Mas não eram só os brinquedos que brilhavam nas lembranças. Na rua Comendador Fontana funcionava uma loja sofisticada de lustres que se destacava no comércio local. O showroom permanecia aceso até tarde, e seus cristais pendurados no teto e nas paredes criavam um espetáculo de luz que parecia chover prata. Aquelas vitrines cintilantes marcaram tanto que, anos depois, influenciaram escolhas pessoais, como o vestido de noiva bordado com pedras transparentes e cristais.
O sonho realizado na noite de Natal
Um dos sonhos de menina finalmente se tornou realidade quando a empresa em que o pai trabalhava reservou o parque inteiro para a festa de Natal.
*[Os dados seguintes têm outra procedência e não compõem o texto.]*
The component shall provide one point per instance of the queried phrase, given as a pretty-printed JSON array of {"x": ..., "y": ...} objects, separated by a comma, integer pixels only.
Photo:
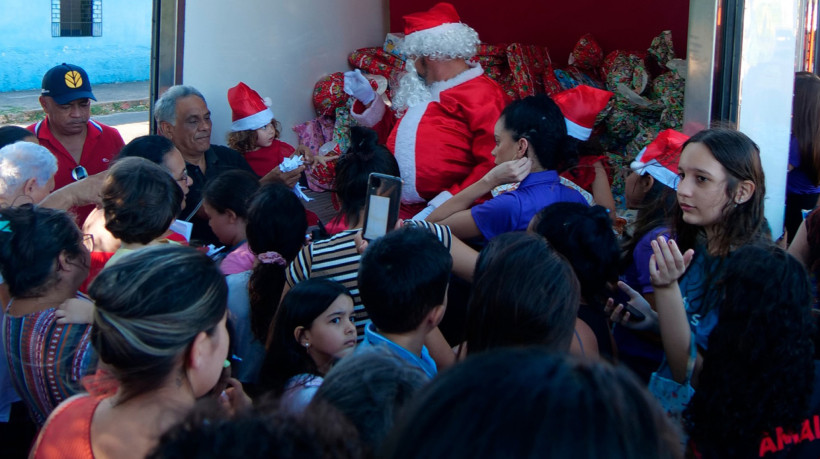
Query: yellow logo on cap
[{"x": 73, "y": 79}]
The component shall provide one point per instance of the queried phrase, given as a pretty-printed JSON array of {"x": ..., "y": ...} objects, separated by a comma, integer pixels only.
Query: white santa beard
[{"x": 412, "y": 90}]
Pela noite, aquele lugar com suas milhares de lâmpadas pertencia à família. Todos os brinquedos foram desfrutados, sorvete e refrigerante à vontade, e ainda havia presentes do Papai Noel. O que começou como fantasia infantil se concretizou, embora de forma diferente do imaginado.
O brilho das memórias e seu significado
Com o tempo, a vida ensinou que nem todo resplendor leva à felicidade. As lembranças funcionam como lampejos do passado, aqueles momentos que iluminam o caminho de volta para casa. O que realmente importa é menos o brilho das coisas e mais o olhar com que as vemos e como usamos nossas experiências para ser um raio de esperança na vida de outras pessoas.